How does it work to study in three different universities?
I had the first Intensive Programme in Vilnius in September 2012, the second one in Tampere in February 2013 and the third one in Linz in September 2013. Each one of them lasted for two weeks and was a great and unforgettable experience. Most of the days we had all day lectures and in the evenings the local students organised some social events. Additionally we had so called field trips to institutions related to the study subject (for example the Lithuanian Parliament, the Finnish centre for Pensions in Helsinki and the Federal Chamber ofLabour in Vienna). For me the stay in the countries supplemented the theoretical input about the social systems perfectly. Due to the contact to local students I saw so many places I wouldn’t have seen as a tourist and you can get a real insight into the social security systems you are studying. Naturally the coordination between the universities sometimes lacks, but all responsible contact person of the three universities try their best to solve upcoming difficulties. During the rest of the semester all courses are taught via distance learning. For me this was great, because I didn’t have to move to Linz and stayed in Vienna (per each semester I had to go between two and thee times to Linz). The distance learning is organised through online platforms – Every course starts with lectures at the Intensive programmes and then the further process is explained. One lecture was directly broadcasted via video streaming, another one used intensively discussions in online forums and at the moment I have a class with regular online chat sessions. So nearly every course is organised differently, but most of them are based on assignments or essays. Only for two courses I had to do exams in Linz. However this should just give you an impression about the variety of distance learning and the exact mode may change in the future depending on the lecturers.

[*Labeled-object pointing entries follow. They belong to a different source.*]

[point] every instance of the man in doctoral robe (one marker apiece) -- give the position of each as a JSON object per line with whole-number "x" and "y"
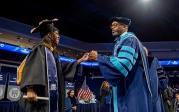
{"x": 126, "y": 70}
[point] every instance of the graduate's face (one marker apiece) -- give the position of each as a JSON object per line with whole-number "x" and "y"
{"x": 117, "y": 28}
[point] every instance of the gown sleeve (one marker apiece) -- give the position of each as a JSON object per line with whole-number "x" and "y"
{"x": 113, "y": 67}
{"x": 32, "y": 71}
{"x": 69, "y": 70}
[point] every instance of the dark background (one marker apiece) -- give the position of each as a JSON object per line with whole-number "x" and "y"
{"x": 88, "y": 20}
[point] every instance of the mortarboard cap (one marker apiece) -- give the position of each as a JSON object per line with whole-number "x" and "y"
{"x": 45, "y": 26}
{"x": 123, "y": 20}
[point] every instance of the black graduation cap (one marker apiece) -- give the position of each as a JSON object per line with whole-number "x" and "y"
{"x": 123, "y": 20}
{"x": 45, "y": 26}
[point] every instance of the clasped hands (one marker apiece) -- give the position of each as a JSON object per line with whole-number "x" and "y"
{"x": 92, "y": 55}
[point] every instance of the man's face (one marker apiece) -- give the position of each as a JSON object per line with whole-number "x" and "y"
{"x": 117, "y": 28}
{"x": 72, "y": 93}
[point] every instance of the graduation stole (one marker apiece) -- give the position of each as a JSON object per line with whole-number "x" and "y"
{"x": 52, "y": 81}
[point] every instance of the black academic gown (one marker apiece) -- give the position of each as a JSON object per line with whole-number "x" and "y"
{"x": 35, "y": 75}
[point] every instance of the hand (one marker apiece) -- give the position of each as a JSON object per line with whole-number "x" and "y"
{"x": 31, "y": 95}
{"x": 83, "y": 58}
{"x": 93, "y": 55}
{"x": 74, "y": 108}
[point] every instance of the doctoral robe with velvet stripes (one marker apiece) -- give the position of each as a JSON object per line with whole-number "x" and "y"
{"x": 125, "y": 72}
{"x": 33, "y": 72}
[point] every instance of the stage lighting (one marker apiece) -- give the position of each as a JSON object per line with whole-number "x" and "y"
{"x": 146, "y": 0}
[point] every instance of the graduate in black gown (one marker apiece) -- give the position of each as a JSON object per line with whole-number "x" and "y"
{"x": 42, "y": 74}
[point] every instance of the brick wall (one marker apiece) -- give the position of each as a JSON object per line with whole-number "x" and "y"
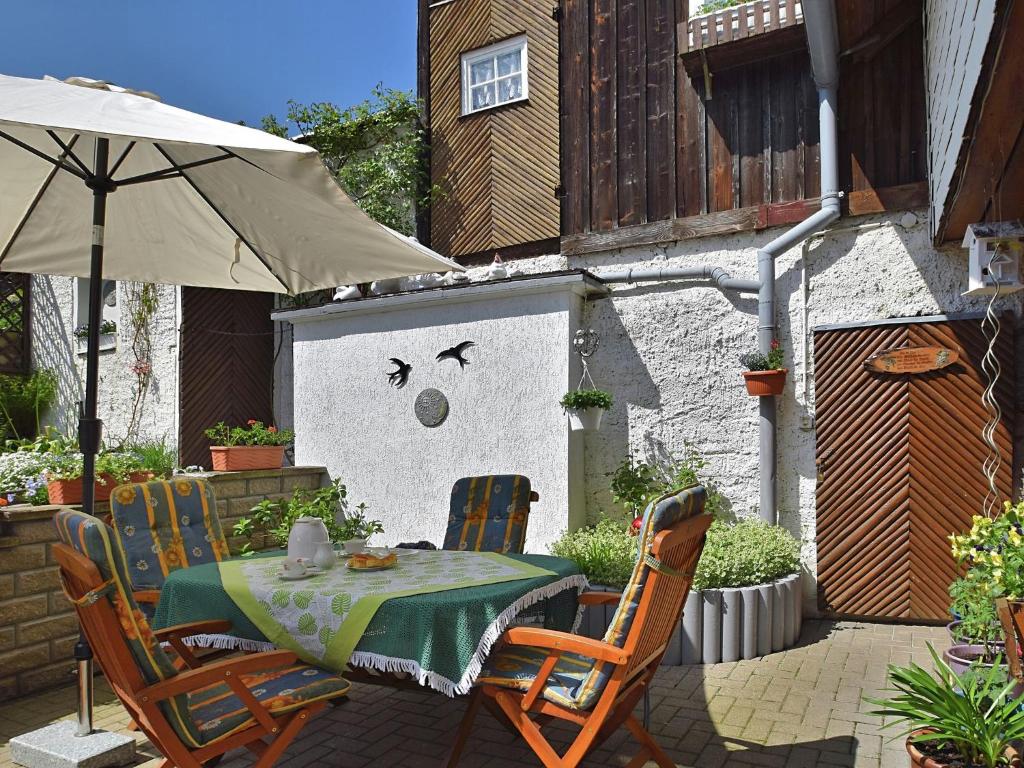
{"x": 38, "y": 627}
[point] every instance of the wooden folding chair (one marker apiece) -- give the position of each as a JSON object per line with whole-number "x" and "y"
{"x": 194, "y": 717}
{"x": 539, "y": 675}
{"x": 489, "y": 513}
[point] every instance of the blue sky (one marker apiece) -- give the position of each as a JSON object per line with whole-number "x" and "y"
{"x": 233, "y": 59}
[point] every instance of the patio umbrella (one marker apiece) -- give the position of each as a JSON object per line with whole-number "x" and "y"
{"x": 175, "y": 198}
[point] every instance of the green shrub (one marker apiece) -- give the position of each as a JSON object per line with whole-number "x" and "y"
{"x": 745, "y": 553}
{"x": 604, "y": 552}
{"x": 24, "y": 399}
{"x": 581, "y": 399}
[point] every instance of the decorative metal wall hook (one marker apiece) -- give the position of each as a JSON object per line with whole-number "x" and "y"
{"x": 586, "y": 342}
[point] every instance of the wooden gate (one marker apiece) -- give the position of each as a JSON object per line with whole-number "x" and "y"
{"x": 900, "y": 464}
{"x": 226, "y": 365}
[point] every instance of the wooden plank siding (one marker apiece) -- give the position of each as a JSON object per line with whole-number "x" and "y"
{"x": 497, "y": 171}
{"x": 643, "y": 143}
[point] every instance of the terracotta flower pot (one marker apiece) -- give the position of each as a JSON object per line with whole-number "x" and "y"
{"x": 238, "y": 458}
{"x": 70, "y": 492}
{"x": 918, "y": 760}
{"x": 765, "y": 383}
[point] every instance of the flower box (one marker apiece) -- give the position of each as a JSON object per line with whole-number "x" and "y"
{"x": 765, "y": 383}
{"x": 71, "y": 492}
{"x": 238, "y": 458}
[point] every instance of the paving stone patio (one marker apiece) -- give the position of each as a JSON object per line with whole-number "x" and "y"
{"x": 800, "y": 708}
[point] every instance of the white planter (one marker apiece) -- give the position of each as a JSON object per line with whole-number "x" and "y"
{"x": 723, "y": 625}
{"x": 588, "y": 420}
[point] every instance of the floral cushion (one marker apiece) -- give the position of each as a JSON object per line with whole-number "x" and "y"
{"x": 516, "y": 667}
{"x": 217, "y": 712}
{"x": 94, "y": 540}
{"x": 488, "y": 514}
{"x": 165, "y": 525}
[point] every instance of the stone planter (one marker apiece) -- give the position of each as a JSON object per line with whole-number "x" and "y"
{"x": 241, "y": 458}
{"x": 724, "y": 625}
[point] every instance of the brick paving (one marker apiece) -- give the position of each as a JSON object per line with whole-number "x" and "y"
{"x": 795, "y": 709}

How is it to study in English?
My biggest concern where my English skills. English is not my mother tongue and I considered myself never at the level of a native speaker. Nevertheless my English improved from one essay to the next assignment. So don’t be scared if you are really interested in social policy, you will manage the first language difficulties and you will benefit enormous in your future career. Besides nearly all the other students and lecturers are also not native speakers.
In conclusion, I consider myself really happy to get the opportunity to study in this unique programme. The international setting (students and lecturers) offers in my opinion a perfect environment to study comparative social policy. Due to the low number of students you have a really good relation to your lecturers and benefit from the different cultural and also professional background. If I would have to decide for a master’s programme again my choice would definitely be COSOPO.